Idoy terduduk, menguap sambil mengucek mata. Sansan tertawa sampai memegangi perutnya. Niat panen pahalaku jadi berkurang karena tertidur. Ah, salah siapa ikut panen kacang hijau!
"Udah, batalin aja puasanya nanti pas zuhur," Sansan masih menggodaku.
Aku mencebik. "Udah ah, aku ke rumah dulu mau ambil mukena. Kalian duluan aja kalau mau duluan. Assalamu'alaikum." Tanpa menunggu mereka menjawab salam, aku segera melangkah ke luar rumah Idoy menuju rumahku.
Sepanjang perjalanan menuju masjid, Sansan dan Jeje masih menggodaku. Sedangkan Idoy seperti biasa, tak bereaksi dan hanya menatap lurus.
"Udah, dong. Kan aku nggak sengaja tidur," kataku mulai kesal dengan Jeje dan Sansan.

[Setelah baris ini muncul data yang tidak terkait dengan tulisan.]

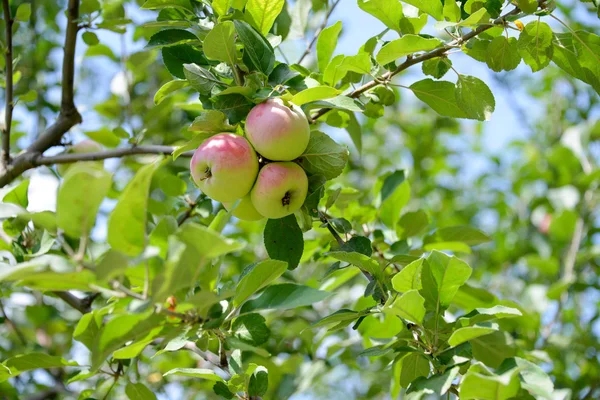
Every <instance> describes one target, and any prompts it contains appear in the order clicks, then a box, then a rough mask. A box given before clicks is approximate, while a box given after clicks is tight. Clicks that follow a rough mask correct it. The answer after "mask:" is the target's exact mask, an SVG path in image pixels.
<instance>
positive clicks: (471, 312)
mask: <svg viewBox="0 0 600 400" xmlns="http://www.w3.org/2000/svg"><path fill="white" fill-rule="evenodd" d="M522 315H523V314H521V311H519V310H517V309H516V308H511V307H505V306H494V307H491V308H476V309H474V310H473V311H471V312H470V313H468V314H467V315H464V316H462V317H460V318H459V319H458V320H457V321H456V325H457V326H468V325H474V324H478V323H481V322H487V321H491V320H495V319H502V318H515V317H520V316H522Z"/></svg>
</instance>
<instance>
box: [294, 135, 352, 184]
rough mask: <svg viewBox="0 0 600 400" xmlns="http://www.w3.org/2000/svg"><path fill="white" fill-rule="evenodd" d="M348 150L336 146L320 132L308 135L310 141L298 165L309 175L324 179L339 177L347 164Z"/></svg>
mask: <svg viewBox="0 0 600 400" xmlns="http://www.w3.org/2000/svg"><path fill="white" fill-rule="evenodd" d="M348 155H349V154H348V149H346V148H345V147H344V146H341V145H339V144H337V143H336V142H335V141H334V140H333V139H331V138H330V137H329V136H328V135H326V134H324V133H323V132H320V131H312V132H311V133H310V141H309V142H308V146H307V147H306V150H304V154H302V155H301V156H300V158H299V159H298V161H297V162H298V163H299V164H300V166H302V168H304V170H305V171H306V172H308V173H309V174H311V175H323V176H324V177H325V178H326V179H328V180H329V179H333V178H336V177H337V176H339V175H340V174H341V173H342V171H343V170H344V167H345V166H346V163H347V162H348Z"/></svg>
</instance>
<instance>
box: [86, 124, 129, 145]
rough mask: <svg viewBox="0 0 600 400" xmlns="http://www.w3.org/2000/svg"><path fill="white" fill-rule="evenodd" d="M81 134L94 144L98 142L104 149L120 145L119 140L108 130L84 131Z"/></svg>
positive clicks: (105, 128) (119, 138)
mask: <svg viewBox="0 0 600 400" xmlns="http://www.w3.org/2000/svg"><path fill="white" fill-rule="evenodd" d="M83 133H84V134H85V136H87V137H89V138H90V139H92V140H93V141H94V142H98V143H100V144H102V145H104V146H106V147H111V148H112V147H117V146H118V145H119V144H121V138H120V137H118V136H117V135H115V134H114V133H113V131H112V130H110V129H108V128H101V129H98V130H96V131H85V132H83Z"/></svg>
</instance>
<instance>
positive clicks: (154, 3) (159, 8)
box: [142, 0, 194, 13]
mask: <svg viewBox="0 0 600 400" xmlns="http://www.w3.org/2000/svg"><path fill="white" fill-rule="evenodd" d="M142 8H143V9H146V10H160V9H163V8H178V9H180V10H185V11H190V12H192V13H193V12H194V8H193V7H192V4H191V3H190V1H189V0H146V2H145V3H144V4H143V5H142Z"/></svg>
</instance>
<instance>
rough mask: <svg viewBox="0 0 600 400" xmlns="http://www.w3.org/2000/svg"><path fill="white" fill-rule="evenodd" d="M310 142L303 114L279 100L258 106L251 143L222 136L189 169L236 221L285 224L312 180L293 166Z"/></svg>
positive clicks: (246, 140) (299, 168)
mask: <svg viewBox="0 0 600 400" xmlns="http://www.w3.org/2000/svg"><path fill="white" fill-rule="evenodd" d="M309 139H310V127H309V125H308V120H307V119H306V116H305V115H304V113H303V112H302V110H301V109H300V108H299V107H298V106H296V105H294V104H292V103H290V102H287V101H284V100H282V99H280V98H273V99H269V100H267V101H266V102H264V103H261V104H259V105H257V106H255V107H254V108H253V109H252V110H250V113H249V114H248V117H247V119H246V137H243V136H240V135H235V134H231V133H220V134H218V135H215V136H212V137H210V138H209V139H207V140H206V141H204V142H203V143H202V144H201V145H200V146H199V147H198V148H197V149H196V151H195V152H194V155H193V157H192V161H191V163H190V170H191V174H192V179H193V180H194V182H195V183H196V185H198V187H199V188H200V190H202V192H204V193H205V194H206V195H207V196H209V197H210V198H212V199H213V200H216V201H219V202H221V203H223V205H224V206H225V208H226V209H231V207H233V205H234V204H235V203H236V202H237V201H238V200H239V203H238V205H237V207H236V208H235V209H234V211H233V215H234V216H236V217H237V218H240V219H243V220H248V221H257V220H259V219H262V218H265V217H266V218H271V219H277V218H283V217H285V216H287V215H290V214H292V213H294V212H295V211H297V210H299V209H300V207H302V204H304V200H305V199H306V194H307V192H308V178H307V176H306V173H305V172H304V170H303V169H302V167H300V166H299V165H298V164H296V163H295V162H293V160H295V159H297V158H298V157H300V156H301V155H302V153H303V152H304V150H306V147H307V146H308V141H309Z"/></svg>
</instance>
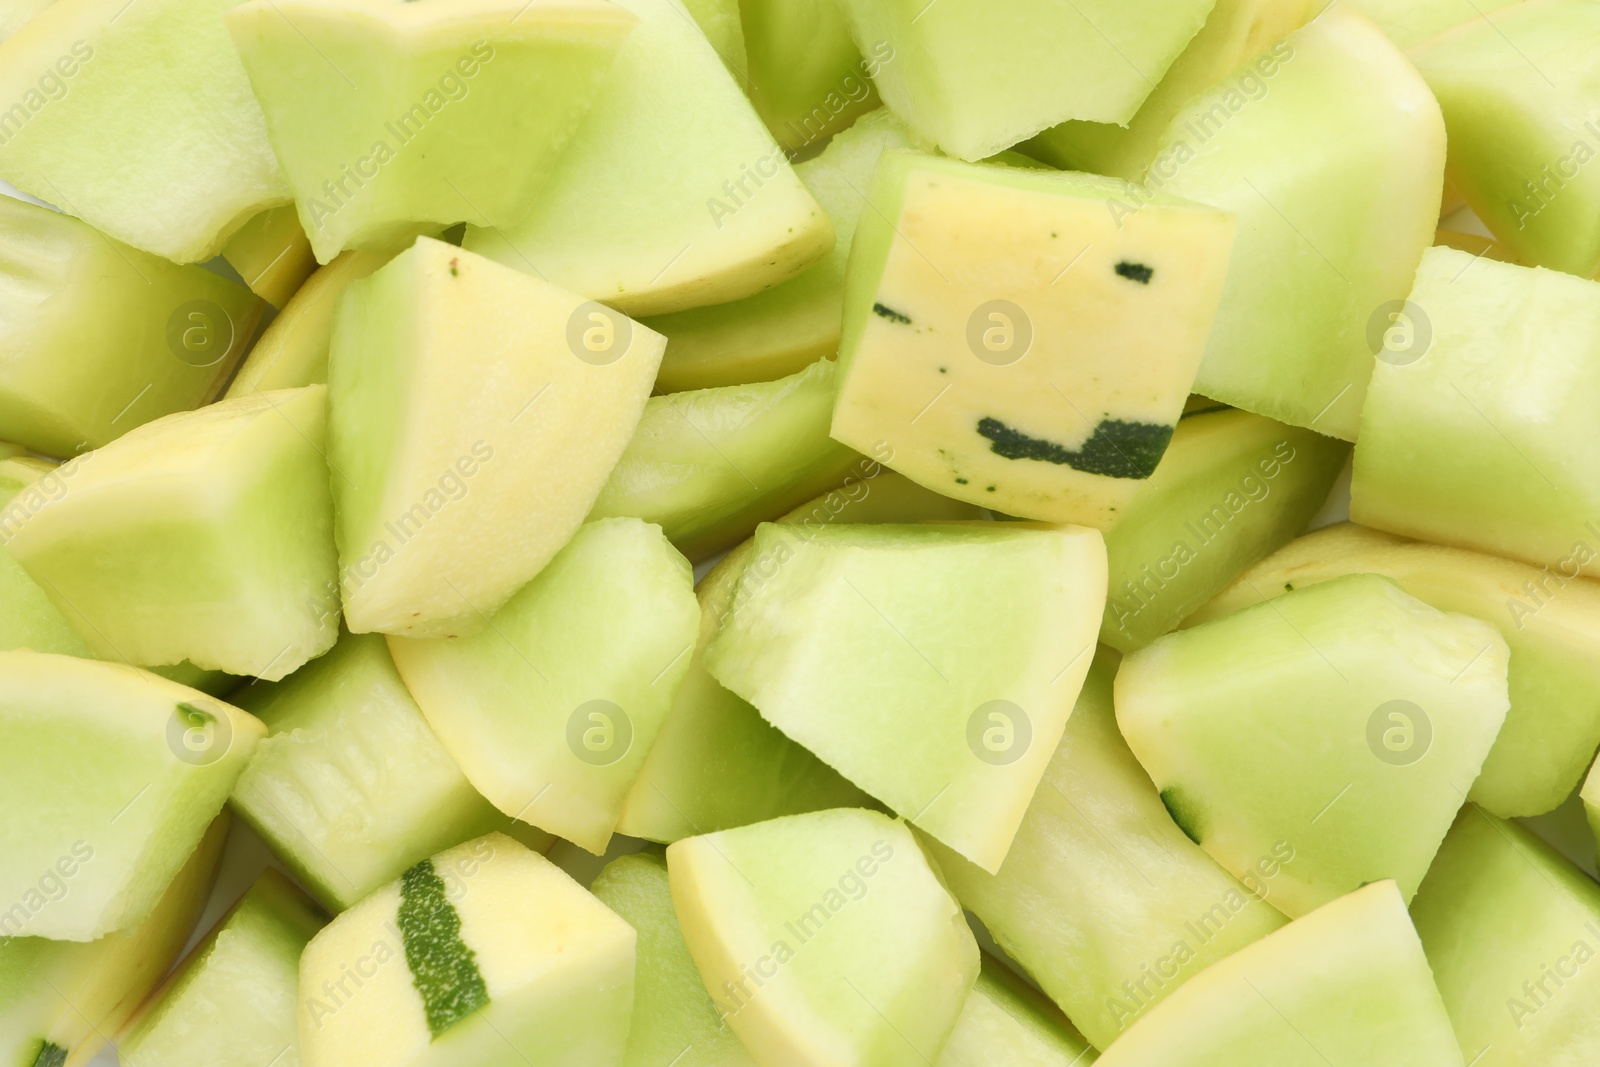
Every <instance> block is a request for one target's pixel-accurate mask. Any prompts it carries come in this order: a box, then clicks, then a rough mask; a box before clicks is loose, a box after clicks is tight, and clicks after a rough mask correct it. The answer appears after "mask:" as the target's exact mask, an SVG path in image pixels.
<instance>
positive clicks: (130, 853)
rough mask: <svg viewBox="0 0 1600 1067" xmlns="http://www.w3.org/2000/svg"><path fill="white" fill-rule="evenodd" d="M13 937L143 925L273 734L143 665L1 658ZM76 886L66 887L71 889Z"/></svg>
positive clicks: (0, 893) (75, 938) (194, 690)
mask: <svg viewBox="0 0 1600 1067" xmlns="http://www.w3.org/2000/svg"><path fill="white" fill-rule="evenodd" d="M0 733H3V736H5V745H0V809H6V811H27V813H29V817H27V819H26V821H21V819H13V821H11V822H8V824H6V827H5V830H3V833H0V901H10V902H11V905H10V909H8V910H5V912H0V934H6V936H40V937H56V939H61V941H93V939H96V937H101V936H104V934H109V933H112V931H128V929H133V928H134V926H138V925H139V923H141V921H144V918H146V917H147V915H149V913H150V910H152V909H154V907H155V904H157V901H160V896H162V893H163V891H165V888H166V886H168V883H171V880H173V878H174V877H176V875H178V872H179V869H181V867H182V865H184V861H187V859H189V854H190V853H192V851H194V849H195V845H198V843H200V838H202V837H203V835H205V830H206V827H208V825H210V824H211V821H213V819H214V817H216V813H218V811H219V809H221V808H222V801H224V800H227V793H229V792H230V790H232V787H234V781H235V779H237V777H238V773H240V771H242V769H243V766H245V763H246V761H248V760H250V752H251V749H253V747H254V744H256V741H258V739H259V737H261V736H262V734H264V733H266V728H264V726H262V725H261V723H259V721H258V720H256V718H253V717H250V715H246V713H245V712H240V710H238V709H235V707H230V705H227V704H222V702H221V701H216V699H213V697H210V696H205V694H203V693H198V691H197V689H189V688H186V686H181V685H176V683H173V681H166V680H165V678H160V677H157V675H152V673H149V672H144V670H138V669H134V667H123V665H118V664H102V662H94V661H90V659H77V657H72V656H53V654H45V653H29V651H18V653H0ZM62 888H64V891H62Z"/></svg>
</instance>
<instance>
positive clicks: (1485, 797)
mask: <svg viewBox="0 0 1600 1067" xmlns="http://www.w3.org/2000/svg"><path fill="white" fill-rule="evenodd" d="M1342 574H1382V576H1384V577H1390V579H1394V581H1395V582H1397V584H1398V585H1400V587H1402V589H1405V590H1406V592H1408V593H1411V595H1413V597H1416V598H1418V600H1422V601H1424V603H1429V605H1432V606H1435V608H1438V609H1440V611H1459V613H1462V614H1470V616H1474V617H1478V619H1483V621H1485V622H1488V624H1491V625H1494V627H1496V629H1499V632H1501V637H1504V638H1506V645H1507V648H1510V662H1509V669H1507V689H1509V694H1510V710H1509V712H1507V713H1506V725H1504V726H1501V731H1499V736H1498V737H1496V739H1494V747H1493V749H1490V755H1488V758H1486V760H1485V761H1483V771H1482V773H1480V774H1478V779H1477V782H1474V785H1472V793H1470V795H1472V800H1475V801H1477V803H1480V805H1483V806H1485V808H1488V809H1490V811H1493V813H1494V814H1498V816H1502V817H1512V816H1534V814H1542V813H1546V811H1550V809H1554V808H1557V806H1558V805H1560V803H1562V801H1563V800H1566V797H1568V795H1571V792H1573V789H1574V787H1576V785H1578V781H1579V779H1581V777H1582V776H1584V771H1586V769H1587V766H1589V760H1590V758H1592V757H1594V752H1595V747H1600V664H1597V662H1595V656H1594V649H1595V648H1597V646H1600V584H1595V582H1592V581H1589V579H1581V577H1566V576H1560V574H1555V576H1554V577H1552V576H1550V574H1547V573H1546V571H1541V569H1538V568H1533V566H1528V565H1525V563H1512V561H1510V560H1501V558H1496V557H1491V555H1480V553H1477V552H1464V550H1461V549H1446V547H1440V545H1432V544H1422V542H1418V541H1406V539H1403V537H1395V536H1392V534H1386V533H1379V531H1376V530H1368V528H1365V526H1357V525H1354V523H1342V525H1339V526H1330V528H1326V530H1318V531H1317V533H1312V534H1307V536H1304V537H1301V539H1298V541H1293V542H1290V544H1288V545H1285V547H1283V549H1282V550H1278V552H1277V553H1274V555H1270V557H1267V558H1266V560H1262V561H1261V563H1258V565H1256V566H1253V568H1251V569H1248V571H1245V573H1243V574H1242V576H1240V577H1238V579H1237V581H1235V582H1234V584H1232V585H1229V587H1227V589H1224V590H1222V592H1221V593H1218V597H1216V598H1214V600H1211V601H1210V603H1208V605H1205V606H1203V608H1202V609H1200V611H1197V613H1195V614H1194V616H1190V617H1189V624H1195V622H1206V621H1210V619H1216V617H1221V616H1226V614H1230V613H1232V611H1237V609H1240V608H1245V606H1250V605H1254V603H1261V601H1262V600H1267V598H1269V597H1275V595H1278V593H1282V592H1285V590H1288V589H1302V587H1306V585H1312V584H1315V582H1322V581H1328V579H1331V577H1339V576H1342Z"/></svg>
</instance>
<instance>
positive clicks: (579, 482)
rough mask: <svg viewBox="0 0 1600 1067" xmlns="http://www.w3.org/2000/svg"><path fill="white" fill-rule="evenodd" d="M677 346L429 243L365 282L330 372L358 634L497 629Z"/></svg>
mask: <svg viewBox="0 0 1600 1067" xmlns="http://www.w3.org/2000/svg"><path fill="white" fill-rule="evenodd" d="M691 29H693V27H691ZM696 32H698V30H696ZM664 346H666V341H664V339H662V338H661V336H659V334H656V333H653V331H650V330H645V328H643V326H640V325H637V323H634V322H630V320H629V318H626V317H622V315H619V314H618V312H613V310H610V309H605V307H600V306H598V304H587V302H586V301H584V299H582V298H581V296H574V294H571V293H566V291H563V290H558V288H555V286H554V285H549V283H547V282H541V280H539V278H534V277H530V275H525V274H520V272H517V270H510V269H509V267H502V266H499V264H496V262H491V261H488V259H483V258H482V256H475V254H472V253H469V251H462V250H461V248H456V246H454V245H446V243H443V242H438V240H434V238H430V237H421V238H418V242H416V245H413V246H411V248H410V250H408V251H405V253H402V254H400V256H397V258H395V259H392V261H390V262H389V264H387V266H384V267H382V269H381V270H378V272H376V274H373V275H371V277H368V278H363V280H360V282H355V283H352V285H350V288H349V290H346V293H344V296H342V298H341V299H339V304H338V310H336V317H334V328H333V346H331V350H330V355H328V406H330V416H328V418H330V426H328V462H330V466H331V467H333V470H334V474H333V494H334V507H336V512H338V522H336V526H334V533H336V537H338V542H339V569H341V589H342V593H344V614H346V621H347V622H349V627H350V630H352V632H355V633H370V632H373V630H378V632H382V633H402V635H410V637H454V635H461V633H470V632H477V630H482V629H483V625H485V619H486V617H488V616H491V614H494V611H496V609H498V608H499V606H501V605H502V603H506V600H507V598H509V597H510V595H512V593H514V592H517V589H518V587H520V585H522V584H525V582H526V581H528V579H530V577H533V576H534V574H538V573H539V569H541V568H542V566H544V565H546V563H549V561H550V557H552V555H555V552H557V550H558V549H560V547H562V545H563V544H566V539H568V537H571V536H573V533H576V530H578V526H579V525H582V522H584V515H587V514H589V509H590V507H592V506H594V502H595V498H597V496H598V494H600V488H602V486H603V485H605V480H606V477H608V475H610V474H611V467H613V466H614V464H616V461H618V458H619V456H621V454H622V450H624V448H626V446H627V442H629V438H630V437H632V434H634V429H635V426H637V424H638V419H640V414H643V410H645V400H646V398H648V397H650V389H651V382H653V381H654V378H656V366H659V363H661V352H662V347H664Z"/></svg>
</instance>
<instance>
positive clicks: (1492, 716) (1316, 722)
mask: <svg viewBox="0 0 1600 1067" xmlns="http://www.w3.org/2000/svg"><path fill="white" fill-rule="evenodd" d="M1507 656H1509V653H1507V648H1506V640H1504V638H1502V637H1501V635H1499V632H1498V630H1496V629H1494V627H1491V625H1490V624H1486V622H1480V621H1478V619H1472V617H1467V616H1464V614H1445V613H1442V611H1437V609H1434V608H1430V606H1427V605H1426V603H1422V601H1421V600H1416V598H1414V597H1411V595H1410V593H1405V592H1402V590H1400V587H1398V585H1395V584H1394V582H1390V581H1389V579H1386V577H1379V576H1376V574H1350V576H1346V577H1338V579H1333V581H1328V582H1322V584H1318V585H1312V587H1309V589H1296V590H1293V592H1286V593H1283V595H1282V597H1277V598H1275V600H1272V601H1269V603H1264V605H1256V606H1253V608H1245V609H1243V611H1238V613H1235V614H1230V616H1227V617H1222V619H1216V621H1211V622H1206V624H1203V625H1197V627H1194V629H1190V630H1181V632H1178V633H1168V635H1166V637H1162V638H1158V640H1157V641H1155V643H1154V645H1149V646H1147V648H1144V649H1141V651H1138V653H1134V654H1133V656H1130V657H1128V659H1126V661H1123V664H1122V670H1118V673H1117V693H1115V699H1117V721H1118V725H1120V726H1122V733H1123V736H1125V737H1126V739H1128V747H1130V749H1133V752H1134V755H1138V757H1139V763H1142V765H1144V769H1146V771H1147V773H1149V774H1150V777H1152V779H1154V781H1155V785H1157V787H1158V789H1160V790H1162V798H1163V800H1165V801H1166V806H1168V809H1170V811H1171V813H1173V817H1174V819H1176V821H1178V824H1179V825H1181V827H1182V829H1184V832H1186V833H1189V837H1190V838H1192V840H1194V841H1197V843H1198V845H1200V846H1202V848H1203V849H1206V851H1208V853H1211V856H1213V857H1214V859H1216V861H1218V862H1219V864H1222V867H1226V869H1227V870H1230V872H1232V873H1234V875H1235V877H1243V873H1245V872H1248V870H1250V869H1251V864H1254V862H1256V859H1258V857H1259V856H1266V854H1270V851H1272V848H1274V845H1275V843H1277V841H1288V845H1290V846H1291V848H1293V849H1294V853H1296V859H1294V862H1293V864H1291V865H1288V867H1285V870H1283V877H1282V878H1280V881H1278V885H1277V886H1275V893H1277V899H1275V901H1274V902H1275V904H1277V907H1278V909H1280V910H1282V912H1283V913H1286V915H1290V917H1291V918H1296V917H1299V915H1304V913H1307V912H1310V910H1312V909H1315V907H1320V905H1322V904H1326V902H1328V901H1331V899H1334V897H1336V896H1341V894H1342V893H1349V891H1350V889H1354V888H1357V886H1360V885H1363V883H1366V881H1378V880H1382V878H1394V880H1395V881H1397V883H1398V885H1400V891H1402V893H1403V894H1405V896H1406V899H1410V897H1411V894H1414V893H1416V886H1418V885H1419V883H1421V881H1422V875H1424V873H1426V872H1427V864H1429V861H1430V859H1432V857H1434V851H1435V849H1437V848H1438V843H1440V841H1442V840H1443V837H1445V832H1446V830H1450V822H1451V821H1453V819H1454V816H1456V811H1458V809H1459V808H1461V805H1462V801H1464V800H1466V798H1467V789H1470V787H1472V781H1474V779H1475V777H1477V776H1478V769H1480V768H1482V765H1483V758H1485V757H1486V755H1488V750H1490V745H1491V744H1493V742H1494V734H1496V733H1499V728H1501V721H1502V720H1504V718H1506V709H1507V707H1509V699H1507V696H1506V661H1507ZM1240 662H1248V664H1250V667H1251V670H1250V672H1248V673H1246V672H1242V670H1238V669H1237V665H1238V664H1240ZM1224 678H1226V680H1224ZM1242 737H1248V744H1242V742H1240V739H1242ZM1395 811H1405V813H1406V814H1405V817H1403V819H1397V817H1395V814H1394V813H1395Z"/></svg>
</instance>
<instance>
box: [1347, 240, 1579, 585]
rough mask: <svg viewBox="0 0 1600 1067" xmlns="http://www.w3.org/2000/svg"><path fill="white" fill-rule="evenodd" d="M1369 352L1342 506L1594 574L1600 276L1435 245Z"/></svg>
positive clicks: (1362, 522)
mask: <svg viewBox="0 0 1600 1067" xmlns="http://www.w3.org/2000/svg"><path fill="white" fill-rule="evenodd" d="M1406 315H1408V318H1410V320H1411V322H1413V323H1414V333H1413V334H1410V338H1408V339H1406V347H1405V349H1397V350H1395V354H1394V355H1392V358H1390V360H1382V362H1379V363H1378V370H1376V371H1374V373H1373V390H1371V395H1370V398H1368V403H1366V408H1365V410H1363V411H1362V443H1360V445H1358V446H1357V448H1355V477H1354V480H1352V483H1350V518H1354V520H1355V522H1358V523H1365V525H1368V526H1378V528H1379V530H1389V531H1390V533H1398V534H1406V536H1410V537H1421V539H1424V541H1435V542H1440V544H1453V545H1459V547H1464V549H1478V550H1482V552H1493V553H1494V555H1504V557H1510V558H1514V560H1526V561H1528V563H1533V565H1534V566H1546V565H1549V566H1550V568H1552V569H1562V571H1568V573H1582V574H1589V576H1600V547H1597V545H1600V533H1597V530H1600V526H1597V523H1595V517H1597V515H1600V470H1597V469H1595V466H1594V464H1590V462H1587V461H1586V458H1587V456H1589V454H1594V451H1595V450H1597V448H1600V422H1597V421H1595V419H1594V418H1590V413H1592V411H1594V410H1595V405H1600V373H1597V366H1600V365H1597V360H1600V285H1597V283H1594V282H1586V280H1582V278H1574V277H1571V275H1566V274H1557V272H1554V270H1541V269H1528V267H1517V266H1512V264H1504V262H1493V261H1488V259H1483V258H1477V259H1475V258H1474V256H1469V254H1467V253H1462V251H1456V250H1453V248H1430V250H1429V253H1427V256H1424V259H1422V267H1421V270H1418V277H1416V288H1414V290H1413V291H1411V298H1410V304H1408V309H1406Z"/></svg>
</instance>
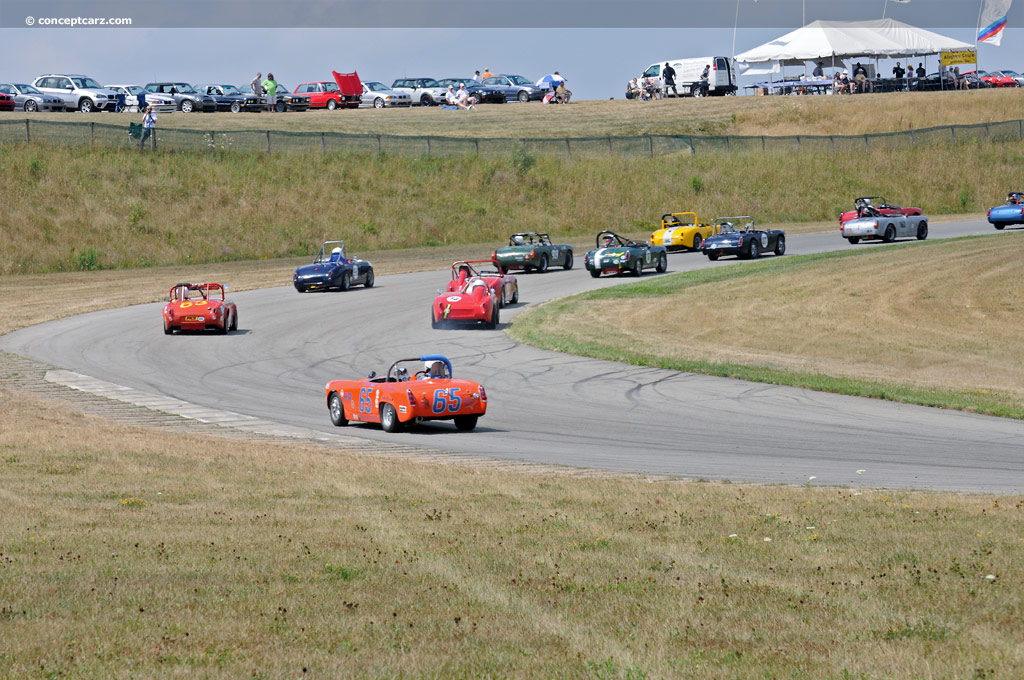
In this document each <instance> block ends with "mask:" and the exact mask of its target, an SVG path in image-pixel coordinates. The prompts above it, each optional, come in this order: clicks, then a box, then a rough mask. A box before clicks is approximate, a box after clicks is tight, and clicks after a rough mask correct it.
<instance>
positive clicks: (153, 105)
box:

"Coba nanti tanya Pak Ustadz," kata Jeje.
Aku tak menanggapi, terus melangkah di belakang mereka. Ketika kaki kami sampai di masjid, ketiga temanku segera masuk ke pintu khusus jamaah laki-laki sedangkan aku ke area perempuan. Aku meletakkan mukena, melewati bedug sebelum berbelok ke tempat wudhu.
Dua menit lagi azan zuhur akan segera berkumandang. Usai berwudhu aku mendekati ceret alumunium yang melambai-lambai sedari tadi. Melihat Sansan dan Jeje berlari ke teras masjid, aku ikut mendekati keduanya. Berdiri di belakang mereka, dekat anak tangga sebelum batas suci.
"Pak Ustadz, Hana tidur bareng Idoy di rumahnya tadi. Puasanya batal 'kan?" Sansan segera menghampiri Pak Ustadz yang baru saja melepaskan sandal jepit di halaman luar masjid.
"Kalau cuma tidur karena kecapekan ya enggak apa-apa, yang penting enggak makan sama minum 'kan?" Pak Ustadz menatapku.
Aku mendelik ke arah Sansan dan Jeje tetapi tak bisa menahan air yang kutenggak dari ceret alumunium tadi melaju ke tenggorokan. Argh!